My only concern is, at what point do I need to call it a stew? Because we’re nearing that fine gray line ’round these parts.
In addition to nearing stew status, I have one more very important requirement for a truly delicious vegan minestrone experience: non-mushy noodles! Because nothing ruins a perfectly delicious minestrone soup like mushy noodles.
That’s why my whole wheat penne doesn’t even touch my soup until I’m ready to eat. Just cook noodles to al dente ahead of time scoop into bowls before adding the soup and serving. Leftovers can also be stored separately (add a little olive oil to your cooked pasta if it’s sticking), so you’ll never have to eat blobby, gelatinous leftover minestrone ever again.
Not that leftovers will necessarily be a problem with this recipe. Dan and I ate this right up in a matter of 24 hours. In fact, it’s all gone, and writing about vegan minestrone has me thinking about making it again (and in a bigger batch this time too).
Returning home from our trip to Quebec and Vermont (recap on the way) and gearing up to move into our new home(!) has me thinking more and more about the magical wonderfulness that is batch cooking.
And by thinking about it, I mean wishing I had done more of it as my kitchen slowly loses its functionality to piles of boxes and packing paper.
Do you have any tips for delicious healthy recipes that are moving-friendly? I need some more inspiration, so I just asked the same question to my fellow dietitians and healthy food bloggers. Roundup with their best recipes is in the works. (Totally selfish idea for a blog post, I know.)
But who am I kidding, in reality, we have the piles of boxes, but we haven’t started the actual packing yet. I just know that the annihilation of my apartment’s kitchen is coming. It’s inevitable and I’m happy-sad about it.
I couldn’t be more excited to start cooking in our new house but our first Colorado kitchen will always hold a special place in my heart. It may not have any natural light and our appliances may be from the 80’s, but it was good to us. I mean, it’s where I thought up and concocted some of my favorite recipes, like this one, this one, and this one too.
Man, apparently vegan minestrone soup gets me all sorts of sentimental but just think of all the hearty
soups stews I’ll be cooking up in the mountains. It’s about to get real nice and cozy here on TGG this winter, I can tell you that much.

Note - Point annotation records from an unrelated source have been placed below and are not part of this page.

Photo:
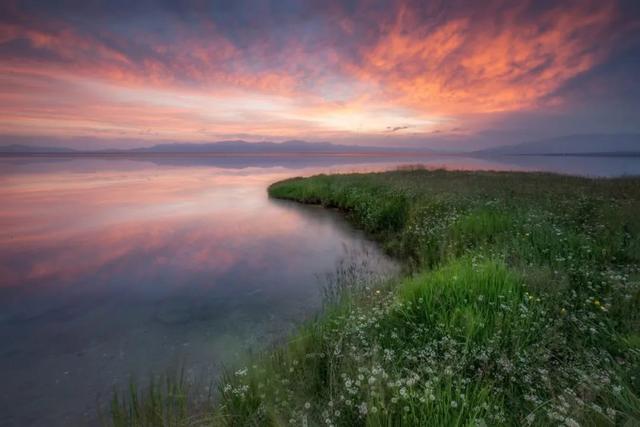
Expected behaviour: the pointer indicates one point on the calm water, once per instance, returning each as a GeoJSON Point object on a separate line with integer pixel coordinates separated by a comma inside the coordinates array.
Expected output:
{"type": "Point", "coordinates": [113, 267]}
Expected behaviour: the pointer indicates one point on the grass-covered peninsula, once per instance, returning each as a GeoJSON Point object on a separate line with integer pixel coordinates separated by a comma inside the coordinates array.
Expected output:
{"type": "Point", "coordinates": [519, 305]}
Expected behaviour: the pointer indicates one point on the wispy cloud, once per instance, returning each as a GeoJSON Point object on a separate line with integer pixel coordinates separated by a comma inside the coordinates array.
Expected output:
{"type": "Point", "coordinates": [326, 69]}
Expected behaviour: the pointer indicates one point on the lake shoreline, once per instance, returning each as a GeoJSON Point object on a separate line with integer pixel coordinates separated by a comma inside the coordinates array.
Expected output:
{"type": "Point", "coordinates": [519, 278]}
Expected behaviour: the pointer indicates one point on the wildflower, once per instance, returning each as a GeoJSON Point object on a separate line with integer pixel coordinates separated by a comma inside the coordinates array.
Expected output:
{"type": "Point", "coordinates": [570, 422]}
{"type": "Point", "coordinates": [362, 408]}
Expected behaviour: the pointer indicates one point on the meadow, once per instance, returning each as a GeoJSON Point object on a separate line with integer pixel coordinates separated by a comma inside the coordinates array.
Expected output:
{"type": "Point", "coordinates": [518, 304]}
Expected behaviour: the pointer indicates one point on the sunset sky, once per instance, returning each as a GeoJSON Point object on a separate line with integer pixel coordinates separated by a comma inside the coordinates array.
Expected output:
{"type": "Point", "coordinates": [440, 74]}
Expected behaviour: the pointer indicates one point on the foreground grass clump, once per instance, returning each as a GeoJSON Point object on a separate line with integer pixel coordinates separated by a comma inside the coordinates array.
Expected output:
{"type": "Point", "coordinates": [520, 306]}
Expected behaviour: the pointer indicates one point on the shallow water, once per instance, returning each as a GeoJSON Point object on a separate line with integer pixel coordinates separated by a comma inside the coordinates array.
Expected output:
{"type": "Point", "coordinates": [113, 267]}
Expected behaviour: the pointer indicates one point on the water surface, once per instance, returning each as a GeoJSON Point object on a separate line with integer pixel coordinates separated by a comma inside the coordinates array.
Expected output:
{"type": "Point", "coordinates": [112, 267]}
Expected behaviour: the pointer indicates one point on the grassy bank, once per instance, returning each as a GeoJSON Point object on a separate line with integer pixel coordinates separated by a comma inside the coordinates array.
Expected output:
{"type": "Point", "coordinates": [521, 306]}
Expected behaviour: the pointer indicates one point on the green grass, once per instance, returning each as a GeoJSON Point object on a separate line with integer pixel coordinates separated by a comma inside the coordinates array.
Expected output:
{"type": "Point", "coordinates": [520, 306]}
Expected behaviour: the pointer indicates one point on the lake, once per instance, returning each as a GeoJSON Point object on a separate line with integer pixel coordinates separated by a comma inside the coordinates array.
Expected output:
{"type": "Point", "coordinates": [113, 267]}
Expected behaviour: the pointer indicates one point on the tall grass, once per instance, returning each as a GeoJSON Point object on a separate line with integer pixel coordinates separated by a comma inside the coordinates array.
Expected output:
{"type": "Point", "coordinates": [520, 307]}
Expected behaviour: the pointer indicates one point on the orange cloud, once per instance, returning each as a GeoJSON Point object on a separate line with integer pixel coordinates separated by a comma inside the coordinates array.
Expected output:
{"type": "Point", "coordinates": [485, 64]}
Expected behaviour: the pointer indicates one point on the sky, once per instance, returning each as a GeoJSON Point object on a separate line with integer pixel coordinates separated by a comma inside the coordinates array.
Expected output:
{"type": "Point", "coordinates": [449, 74]}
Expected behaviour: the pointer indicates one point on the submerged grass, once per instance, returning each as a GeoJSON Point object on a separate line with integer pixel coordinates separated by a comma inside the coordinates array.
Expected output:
{"type": "Point", "coordinates": [521, 306]}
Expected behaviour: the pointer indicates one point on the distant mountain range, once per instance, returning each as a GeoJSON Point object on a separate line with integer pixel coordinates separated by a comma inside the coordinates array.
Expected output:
{"type": "Point", "coordinates": [591, 144]}
{"type": "Point", "coordinates": [221, 147]}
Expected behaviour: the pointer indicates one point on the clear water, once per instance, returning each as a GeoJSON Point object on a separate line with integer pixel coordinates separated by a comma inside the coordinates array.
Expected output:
{"type": "Point", "coordinates": [119, 267]}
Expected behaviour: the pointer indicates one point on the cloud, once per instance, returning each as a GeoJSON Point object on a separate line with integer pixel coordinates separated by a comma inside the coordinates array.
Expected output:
{"type": "Point", "coordinates": [319, 68]}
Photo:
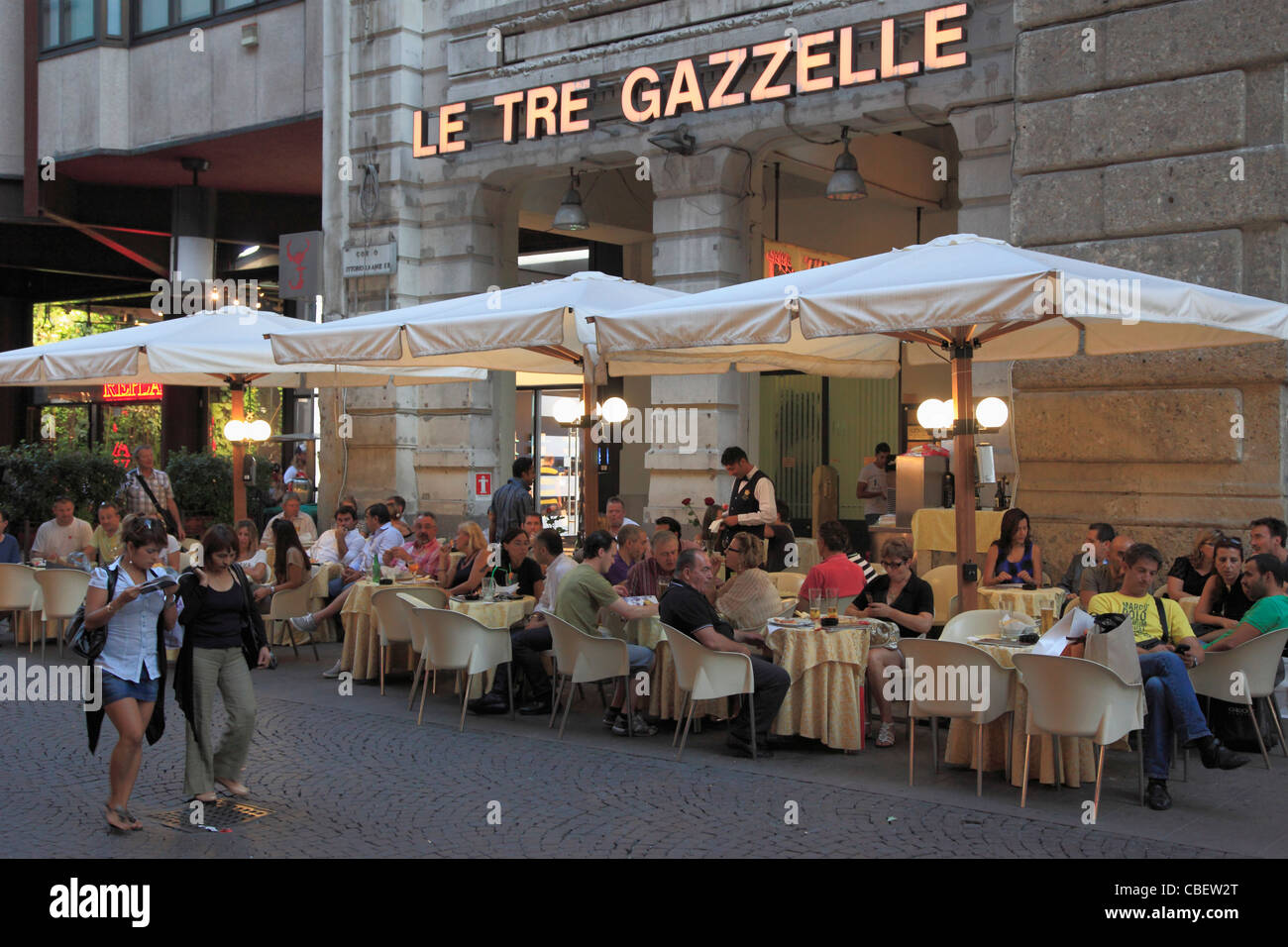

When one door closes…well, you know the rest.
- 2 tablespoons coconut oil (or cooking oil of choice)
- 1 large (about 1 cup) onion, diced
- 3-4 cloves (about 1 teaspoon) garlic, minced
- 1 teaspoon fresh grated ginger
- 2 carrots (about ½ cup), peeled and chopped
- 2 stalks (about 2 tablespoons) diced celery
- 1 cup cubed butternut squash
- 2 ears (about 1½ cups) fresh or frozen corn kernels (I used fresh in recipe testing)
- 3 cups vegetable broth
- 1 (28 ounce) can crushed tomatoes with basil (I used Muir Glen brand in recipe testing)
- 1 (15.5 ounce) can white kidney beans, including liquid (may also drain and rinse if desired)
- ¼ cup nutritional yeast, plus addiitonal for serving if desired
- 2 teaspoons dried oregano
- 1 teaspoon crushed red pepper, plus additional for serving if desired
- 3 fresh sage leaves
- 3 sprigs fresh thyme
- Salt and cracked black pepper to taste
- 2-3 cups cooked whole grain pasta for serving
- Heat oil in a large soup pot over medium-high heat. Add onion and salt and cook until onion is translucent, about 5 minutes. Add garlic, ginger, carrot, and celery and cook additional 2-3 minutes. Add squash and corn and cook 2-3 more minutes, adding more salt as needed throughout cooking process.
- Stir in broth, tomatoes, beans, nutritional yeast, oregano, crushed red pepper, and black pepper to taste. Add fresh sage and thyme and bring to a boil before decreasing to a simmer. Simmer for about 15 minutes or until soup is hot and flavors have melded.
- To serve, spoon cooked pasta into separate soup bowls and ladle minestrone on top. Stir to combine and sprinkle with more nutritional yeast and crushed red pepper if desired.
- Store cooked pasta separately from leftover soup to prevent mushy noodles upon reheating. Soup may be stored in the refrigerator for up to one week or stored in the freezer (hold the pasta) for up to three months.